At our centres we provide further training for social workers in various fields. Some of the courses relate to the programme 'Keluarga Harapan' for example, which means 'hope for families'. This is a very important programme for combating poverty, which is based on the principle of linking the delivery of social services to certain conditions. This means that poor families receive money if they participate in a number of health and educational activities. Our portfolio also includes family development sessions. We offer seminars for parents, which focus on raising and supporting children who are not yet at elementary school.
How are the courses organised?
Before we started offering e-learning, all of our training courses were face-to-face seminars. The participants therefore spent a lot of time travelling and were absent from their workplaces for long periods. In Indonesia we have a large number of social workers – around 400,000. So we can only reach a small proportion of them using conventional training methods.
Why did the Ministry of Social Affairs consider using e-learning for future training?
First and foremost, there were financial reasons such as the travel costs and the desire for more efficient training.
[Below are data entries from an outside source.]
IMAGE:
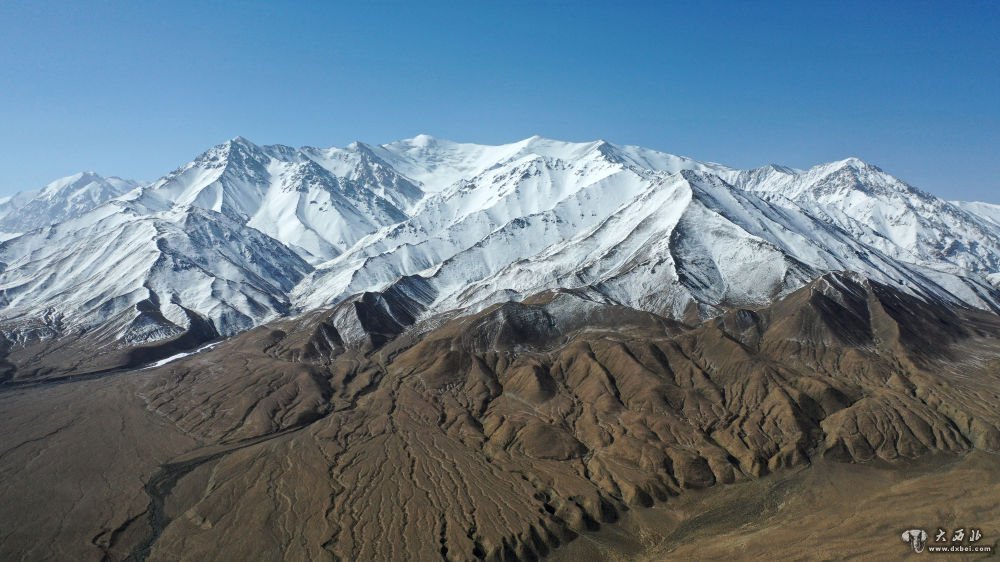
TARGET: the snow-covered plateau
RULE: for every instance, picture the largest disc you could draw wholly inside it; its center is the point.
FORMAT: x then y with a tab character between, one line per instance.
244	234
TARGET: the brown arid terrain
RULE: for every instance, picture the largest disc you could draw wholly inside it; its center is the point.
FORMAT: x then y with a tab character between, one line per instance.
818	428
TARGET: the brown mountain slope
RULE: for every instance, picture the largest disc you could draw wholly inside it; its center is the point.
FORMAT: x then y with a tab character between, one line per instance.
498	436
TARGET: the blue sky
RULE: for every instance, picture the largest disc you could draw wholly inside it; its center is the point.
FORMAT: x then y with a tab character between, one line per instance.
138	88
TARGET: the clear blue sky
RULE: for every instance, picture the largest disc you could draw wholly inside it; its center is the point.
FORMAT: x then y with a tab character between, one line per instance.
138	88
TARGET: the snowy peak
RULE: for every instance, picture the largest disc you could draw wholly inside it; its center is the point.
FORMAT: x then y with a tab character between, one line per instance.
60	200
247	232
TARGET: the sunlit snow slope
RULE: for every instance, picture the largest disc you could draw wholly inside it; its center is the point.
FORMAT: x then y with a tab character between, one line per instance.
245	233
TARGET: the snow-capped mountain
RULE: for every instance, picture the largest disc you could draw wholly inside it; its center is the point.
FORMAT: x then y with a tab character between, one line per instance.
245	233
62	199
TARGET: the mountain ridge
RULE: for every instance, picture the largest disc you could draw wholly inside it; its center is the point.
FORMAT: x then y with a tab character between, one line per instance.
479	225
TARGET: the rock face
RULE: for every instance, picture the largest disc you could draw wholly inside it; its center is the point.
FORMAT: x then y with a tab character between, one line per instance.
501	435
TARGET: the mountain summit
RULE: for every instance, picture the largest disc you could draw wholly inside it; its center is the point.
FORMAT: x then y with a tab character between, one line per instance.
244	234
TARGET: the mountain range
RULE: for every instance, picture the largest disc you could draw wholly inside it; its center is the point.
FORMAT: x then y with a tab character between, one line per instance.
244	234
437	351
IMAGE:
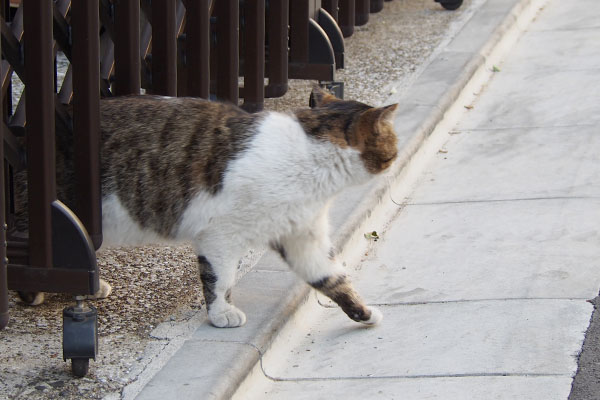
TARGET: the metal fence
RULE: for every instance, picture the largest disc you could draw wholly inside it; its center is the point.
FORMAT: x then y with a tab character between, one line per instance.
226	49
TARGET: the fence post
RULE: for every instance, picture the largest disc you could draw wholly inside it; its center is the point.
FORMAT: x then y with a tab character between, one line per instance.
39	89
3	259
254	55
197	28
228	62
127	47
164	48
347	17
86	114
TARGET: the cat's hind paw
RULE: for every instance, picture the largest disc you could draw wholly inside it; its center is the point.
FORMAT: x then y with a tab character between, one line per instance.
376	317
230	318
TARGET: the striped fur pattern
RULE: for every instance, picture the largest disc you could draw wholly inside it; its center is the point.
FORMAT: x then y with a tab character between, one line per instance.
183	169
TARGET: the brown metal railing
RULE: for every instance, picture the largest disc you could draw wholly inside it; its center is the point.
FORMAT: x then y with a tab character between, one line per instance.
112	48
120	47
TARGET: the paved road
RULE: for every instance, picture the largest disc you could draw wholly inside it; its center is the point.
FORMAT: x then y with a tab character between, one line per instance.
484	276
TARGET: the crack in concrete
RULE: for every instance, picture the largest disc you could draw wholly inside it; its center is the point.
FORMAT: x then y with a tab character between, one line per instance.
422	376
517	199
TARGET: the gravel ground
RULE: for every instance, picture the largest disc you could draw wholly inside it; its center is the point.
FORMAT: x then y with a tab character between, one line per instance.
157	284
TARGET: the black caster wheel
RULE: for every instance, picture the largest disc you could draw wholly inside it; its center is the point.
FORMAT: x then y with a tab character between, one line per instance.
451	4
80	336
80	366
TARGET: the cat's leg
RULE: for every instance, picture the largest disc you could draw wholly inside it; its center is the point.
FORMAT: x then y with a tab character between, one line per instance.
217	263
309	254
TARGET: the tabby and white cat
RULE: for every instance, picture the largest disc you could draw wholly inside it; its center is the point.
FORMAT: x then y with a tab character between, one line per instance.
184	169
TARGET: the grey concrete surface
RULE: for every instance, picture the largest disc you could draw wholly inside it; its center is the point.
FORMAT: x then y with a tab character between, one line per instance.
484	274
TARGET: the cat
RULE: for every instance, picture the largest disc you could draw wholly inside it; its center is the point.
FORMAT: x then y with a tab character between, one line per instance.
209	173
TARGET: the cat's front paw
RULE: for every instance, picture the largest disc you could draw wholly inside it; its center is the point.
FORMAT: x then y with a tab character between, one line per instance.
229	318
375	318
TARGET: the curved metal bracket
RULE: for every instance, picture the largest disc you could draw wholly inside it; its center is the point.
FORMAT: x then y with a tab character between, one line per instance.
72	247
320	50
334	33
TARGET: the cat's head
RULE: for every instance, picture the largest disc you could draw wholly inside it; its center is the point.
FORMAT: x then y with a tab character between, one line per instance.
368	129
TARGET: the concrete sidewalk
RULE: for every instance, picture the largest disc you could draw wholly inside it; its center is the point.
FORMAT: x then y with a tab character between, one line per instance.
489	239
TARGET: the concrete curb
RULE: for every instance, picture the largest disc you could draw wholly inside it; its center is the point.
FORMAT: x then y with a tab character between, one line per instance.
234	353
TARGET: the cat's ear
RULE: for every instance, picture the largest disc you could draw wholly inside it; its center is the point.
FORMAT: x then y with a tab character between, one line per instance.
321	97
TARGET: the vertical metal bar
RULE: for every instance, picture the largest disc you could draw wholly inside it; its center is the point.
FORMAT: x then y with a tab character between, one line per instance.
127	47
39	90
197	28
164	48
376	6
254	56
347	17
361	13
227	49
277	26
331	6
299	31
3	261
86	114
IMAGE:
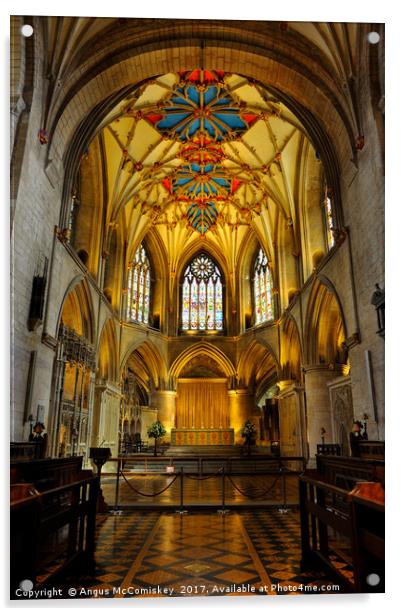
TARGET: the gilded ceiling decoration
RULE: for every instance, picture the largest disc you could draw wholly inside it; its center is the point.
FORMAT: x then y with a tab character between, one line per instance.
200	150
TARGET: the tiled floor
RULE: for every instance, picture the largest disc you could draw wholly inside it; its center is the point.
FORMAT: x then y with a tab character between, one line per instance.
142	554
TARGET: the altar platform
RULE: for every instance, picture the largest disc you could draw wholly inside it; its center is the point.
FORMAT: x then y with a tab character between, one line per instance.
202	436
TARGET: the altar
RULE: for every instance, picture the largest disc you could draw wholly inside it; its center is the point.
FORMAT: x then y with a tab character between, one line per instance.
202	436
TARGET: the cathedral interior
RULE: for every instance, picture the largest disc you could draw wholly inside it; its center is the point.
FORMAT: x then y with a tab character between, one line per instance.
197	232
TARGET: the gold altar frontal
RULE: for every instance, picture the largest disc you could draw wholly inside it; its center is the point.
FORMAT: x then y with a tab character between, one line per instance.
202	436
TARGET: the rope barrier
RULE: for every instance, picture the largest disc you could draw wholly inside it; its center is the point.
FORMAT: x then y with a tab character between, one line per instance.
252	497
149	495
197	478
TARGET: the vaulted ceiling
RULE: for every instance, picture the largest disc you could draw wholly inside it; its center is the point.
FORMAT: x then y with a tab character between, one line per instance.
202	155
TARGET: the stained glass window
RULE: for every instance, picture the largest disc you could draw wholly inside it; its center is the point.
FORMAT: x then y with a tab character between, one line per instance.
138	299
263	289
329	218
202	296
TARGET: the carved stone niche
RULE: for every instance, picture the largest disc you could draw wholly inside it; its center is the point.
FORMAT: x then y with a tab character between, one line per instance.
342	411
378	301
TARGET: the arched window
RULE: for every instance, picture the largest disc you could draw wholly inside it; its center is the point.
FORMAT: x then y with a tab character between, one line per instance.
328	210
202	295
263	286
138	299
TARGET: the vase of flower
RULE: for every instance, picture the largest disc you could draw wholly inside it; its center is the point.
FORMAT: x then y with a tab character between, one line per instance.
156	430
248	433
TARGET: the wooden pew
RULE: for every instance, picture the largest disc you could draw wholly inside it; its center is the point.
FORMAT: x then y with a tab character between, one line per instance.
342	506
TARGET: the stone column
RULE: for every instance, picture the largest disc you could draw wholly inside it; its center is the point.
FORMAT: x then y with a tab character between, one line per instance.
164	401
291	402
318	408
241	408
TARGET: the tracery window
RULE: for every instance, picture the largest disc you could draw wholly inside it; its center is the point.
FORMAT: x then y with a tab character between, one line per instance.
202	295
138	300
329	218
263	289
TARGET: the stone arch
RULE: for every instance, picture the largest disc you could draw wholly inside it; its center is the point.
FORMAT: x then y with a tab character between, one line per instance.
151	362
290	350
257	364
202	348
108	353
76	309
308	89
325	328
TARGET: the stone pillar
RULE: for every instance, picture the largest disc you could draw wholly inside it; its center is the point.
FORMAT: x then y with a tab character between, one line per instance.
106	419
164	401
291	403
318	409
241	408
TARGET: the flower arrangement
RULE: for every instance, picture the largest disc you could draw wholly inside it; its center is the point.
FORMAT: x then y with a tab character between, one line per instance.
156	430
248	430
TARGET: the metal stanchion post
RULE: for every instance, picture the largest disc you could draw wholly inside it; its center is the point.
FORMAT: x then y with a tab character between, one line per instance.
223	510
181	510
283	508
116	510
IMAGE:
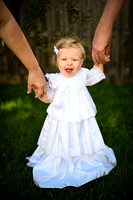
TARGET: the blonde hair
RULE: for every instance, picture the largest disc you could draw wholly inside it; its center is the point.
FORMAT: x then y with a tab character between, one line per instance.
66	43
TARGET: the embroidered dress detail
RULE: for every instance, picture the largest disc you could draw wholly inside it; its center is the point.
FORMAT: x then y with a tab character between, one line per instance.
71	150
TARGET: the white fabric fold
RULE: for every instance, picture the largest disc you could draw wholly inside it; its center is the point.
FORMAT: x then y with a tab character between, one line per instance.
71	150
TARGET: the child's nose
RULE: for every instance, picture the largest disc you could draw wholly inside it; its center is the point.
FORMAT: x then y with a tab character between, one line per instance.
69	62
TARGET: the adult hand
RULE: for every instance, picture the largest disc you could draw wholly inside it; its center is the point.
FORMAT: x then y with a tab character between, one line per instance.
101	45
37	82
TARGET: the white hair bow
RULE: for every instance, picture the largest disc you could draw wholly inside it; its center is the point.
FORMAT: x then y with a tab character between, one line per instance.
56	50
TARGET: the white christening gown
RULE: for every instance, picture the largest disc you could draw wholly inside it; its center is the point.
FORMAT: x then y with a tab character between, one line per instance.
71	150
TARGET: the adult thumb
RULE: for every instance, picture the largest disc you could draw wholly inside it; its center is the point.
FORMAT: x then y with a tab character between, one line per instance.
29	89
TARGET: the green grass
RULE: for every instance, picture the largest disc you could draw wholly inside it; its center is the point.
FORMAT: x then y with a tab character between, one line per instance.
21	120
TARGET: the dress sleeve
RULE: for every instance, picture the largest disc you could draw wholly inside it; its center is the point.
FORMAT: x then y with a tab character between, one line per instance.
52	86
94	76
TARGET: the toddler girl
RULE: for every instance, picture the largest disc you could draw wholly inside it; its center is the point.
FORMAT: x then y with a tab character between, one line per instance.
71	150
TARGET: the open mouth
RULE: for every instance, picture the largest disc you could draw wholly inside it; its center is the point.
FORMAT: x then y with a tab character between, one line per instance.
69	70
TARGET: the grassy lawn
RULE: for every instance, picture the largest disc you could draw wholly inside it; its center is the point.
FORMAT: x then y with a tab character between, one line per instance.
21	120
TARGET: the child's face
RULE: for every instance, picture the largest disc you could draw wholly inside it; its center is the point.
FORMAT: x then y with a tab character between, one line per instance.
69	61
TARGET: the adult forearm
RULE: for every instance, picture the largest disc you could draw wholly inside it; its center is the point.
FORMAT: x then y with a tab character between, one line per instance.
14	38
110	13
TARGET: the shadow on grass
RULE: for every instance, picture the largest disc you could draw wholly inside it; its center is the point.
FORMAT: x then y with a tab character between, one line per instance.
22	117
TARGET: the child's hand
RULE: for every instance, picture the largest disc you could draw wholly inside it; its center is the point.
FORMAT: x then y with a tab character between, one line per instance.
43	98
100	66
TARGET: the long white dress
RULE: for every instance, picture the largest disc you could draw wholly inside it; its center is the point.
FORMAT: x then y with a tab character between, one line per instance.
71	150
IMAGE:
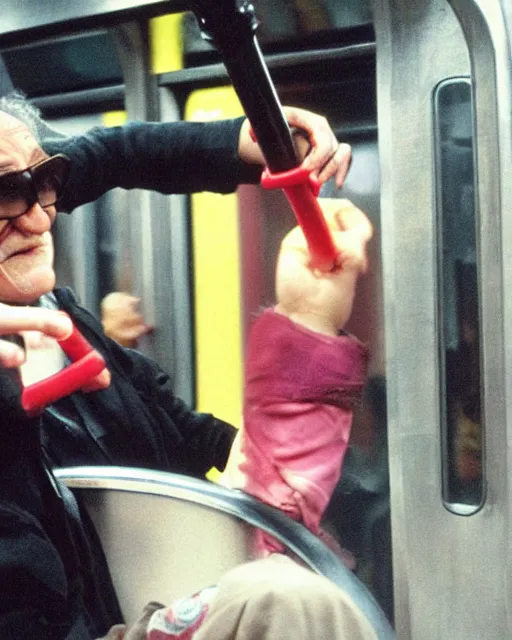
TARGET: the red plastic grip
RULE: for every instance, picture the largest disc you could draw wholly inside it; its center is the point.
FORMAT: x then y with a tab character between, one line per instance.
87	363
302	191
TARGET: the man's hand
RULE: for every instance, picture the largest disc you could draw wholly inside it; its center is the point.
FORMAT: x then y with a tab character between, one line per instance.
322	301
53	324
15	320
326	157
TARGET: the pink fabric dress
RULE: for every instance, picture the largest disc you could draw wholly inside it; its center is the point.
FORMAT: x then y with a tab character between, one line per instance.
300	390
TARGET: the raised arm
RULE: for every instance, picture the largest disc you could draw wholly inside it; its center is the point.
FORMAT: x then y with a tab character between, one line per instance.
302	377
184	157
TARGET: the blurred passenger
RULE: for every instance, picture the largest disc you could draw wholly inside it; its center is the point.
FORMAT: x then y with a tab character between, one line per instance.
122	319
55	582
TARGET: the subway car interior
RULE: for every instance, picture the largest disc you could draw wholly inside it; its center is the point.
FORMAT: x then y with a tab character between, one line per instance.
422	91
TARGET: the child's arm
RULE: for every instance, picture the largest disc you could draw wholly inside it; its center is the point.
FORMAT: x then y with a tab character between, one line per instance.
302	377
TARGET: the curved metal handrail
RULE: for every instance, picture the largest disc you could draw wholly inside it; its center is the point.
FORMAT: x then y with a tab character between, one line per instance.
295	537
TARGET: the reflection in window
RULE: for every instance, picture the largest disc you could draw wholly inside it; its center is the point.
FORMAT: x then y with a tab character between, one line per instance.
463	486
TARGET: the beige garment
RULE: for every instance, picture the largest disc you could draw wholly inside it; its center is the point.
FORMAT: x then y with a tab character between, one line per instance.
276	599
271	599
That started us thinking about alternatives and other possibilities in addition to face-to-face courses. We want to – indeed we have to – cover more ground and train a greater number of social workers so that more people can benefit from the ministry's programmes. These courses are in huge demand and at present we cannot reach enough potential participants, for example the 16,000 social workers in Indonesia's programme of family development sessions.
Of course, as a training centre we are also interested in being competitive when it comes to innovative training methods and using communication technologies for training purposes.
The Academy project Developing Skills for E-Learning aims to enable organisations to develop and offer e-learning by themselves. How important is that to your ministry's training centres?
Support from the Academy for International Cooperation (AIZ) was very important to us in training our staff in Jakarta and at the regional training centres to develop e-learning courses that are tailored to our target group. Our staff are now able to control the e-learning platform themselves and to develop and run new courses. We could of course use a bit more training in some areas to keep up with technical advances.
During the e-learning project with the AIZ we also established internal networks, for instance with the ministry's IT department and with employees at the regional training centres. We are also linked to external networks, such as those with Telkom Indonesia and the training centres of other ministries.
What have you achieved so far? And what do you still want to achieve in relation to digital learning?
We have already achieved some of our objectives using e-learning courses. In order to accelerate the e-learning process in the ministry and to improve the training given to our personnel, we still have to develop additional modules and courses. Now our goal is to reach even more social workers and to increase the proportion of social workers who take part in our training courses. We are sure we will manage that.